There is no reason for there to be a limit, although there are only a finite number of people reading the rec.toys.lego newsgroup.
If you're thinking of getting into speculation, make sure you understand the LEGO® product line and basic tenets of investment. Don't buy something for $20 and put it in a closet for 10 years -- it'll only go up to $200 by then, and you'll have kept it out of the hands of a deserving enthusiast for 10 years. Instead buy things that are already worth more than their sticker price and sell them immediately so you can reinvest the money now -- buy something today for $20 that you can sell for $40 today.
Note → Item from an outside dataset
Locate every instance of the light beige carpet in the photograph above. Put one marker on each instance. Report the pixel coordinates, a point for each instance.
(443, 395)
If you do that several times a year you'll have *much* more than $200 in 10 years. Comb all the department stores and toy stores in your area -- especially Toys "R" Us and K-Mart. Look for things 3 or more years old.
The best LEGO® auctions are those that are a labor of love, and the best auctioneers are those need the money to support their own LEGO® habit.
"Drive-by auctions" occur from time to time and just don't have the same flavor. Watch out for people you've never heard of selling large boxes of LEGO® pieces -- not because they're dishonest but because they seldom know what they're doing, and if you don't ask enough questions, you may get hurt.
If you plan to hold a drive-by auction in rec.toys.lego, make your intentions clear -- don't say "I've got three grocery bags full of mostly Castle and Space pieces for sale, $200 o.b.o." and then sell it after only three replies -- wait at least a week, and let everyone have a fair chance to read your announcement and ask questions.